Further south in Manchester, England, an Interdisciplinary Biocentre bringing the University of Manchester together with biotech companies has been going for 10 years, producing eight patents, 12 licensed products, and thousands of published scientific papers. “In their minds, this is a big success,” says Swensen. The project, which also involved Stantec, involves a series of flexible labs that can be open or subdivided, wrapped around core technology areas, which can be shared or dedicated to the adjacent lab. Flanking the labs are meeting spaces and offices, and the ground floor provides access to public program areas, a large eating space, and retail shops.

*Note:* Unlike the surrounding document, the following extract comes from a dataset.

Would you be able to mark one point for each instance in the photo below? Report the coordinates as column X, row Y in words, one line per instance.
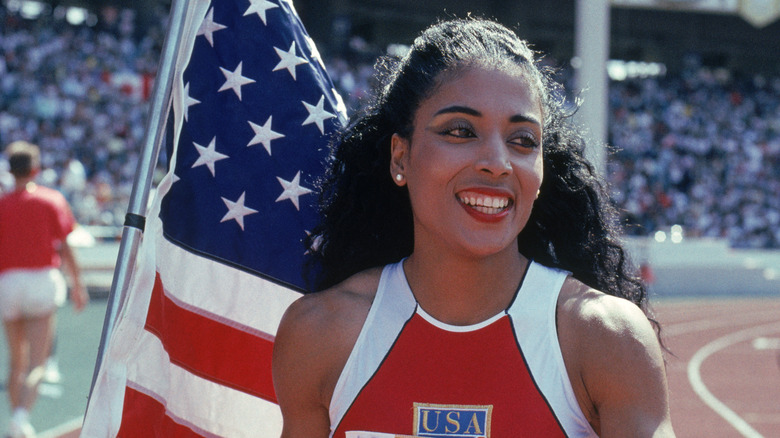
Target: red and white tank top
column 412, row 375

Fisk and Lewis point to a project at the University of Wyoming, where a high-bay research facility was constructed with financial and collaborative input from the oil and gas industry. “The facility accommodates very complex equipment that supports high-end analysis in these extraction technologies. Indeed, it has probably created one of the most advanced institutional research facilities of its type in the world,” says Fisk. “A lot of this is very high-end equipment; many of these pieces of equipment cost many millions of dollars each. They are either donated or funded through agreements with those industry partners.”

Important Considerations

One potential drawback to industry-university pairings is that many industries are cyclical and volatile. The big tech company that is funding research and renting space today may have to pull back tomorrow. Academic and corporate institutions need to plan for potential issues by establishing solid agreements and diversifying their innovation investments.

At UC Berkeley, for example, a partnership with oil company BP was controversial from the start on the liberal campus, and while it produced useful research for years, it became a bit of an issue when oil prices dropped and BP had to withdraw some of its funding. “Perhaps there is a story there about putting too many eggs in one basket, giving someone a whole floor that really isn’t designed to be subdivided if things change over the course of time,” comments Fisk.

Another is that most corporate partners won’t just show up and decide to help build a new building. Most of the major projects in this area include multiple partners on both the industry and university sides, often building on relationships that take years to establish and nurture. “(Companies) are going to test and try you out, and then it just keeps building,” explains Kluesner.

Location is an important driver for partnerships and helps determine the shape those collaborative programs will take. “There is a geographic reason that all of these facilities developed. There is almost always a very close linkage to industry in a specific region that led these projects to exist,” says Fisk. A project in a rural state might include incubator space, as was done at the University of West Virginia, while a project in Boston, where such space is abundant, need not do so.

It’s not enough just to have a well-designed physical space. Universities and industrial partners need to collaborate on programs and develop a shared understanding of the outcomes they want from their collaboration. The programs need regular energy and leadership to get the most out of the relationship, including deciding how to handle safety and risk, what financial responsibilities exist, and how the stakeholders will handle intellectual property resulting from their work. Fisk says, “A lot of it comes down to relationships.”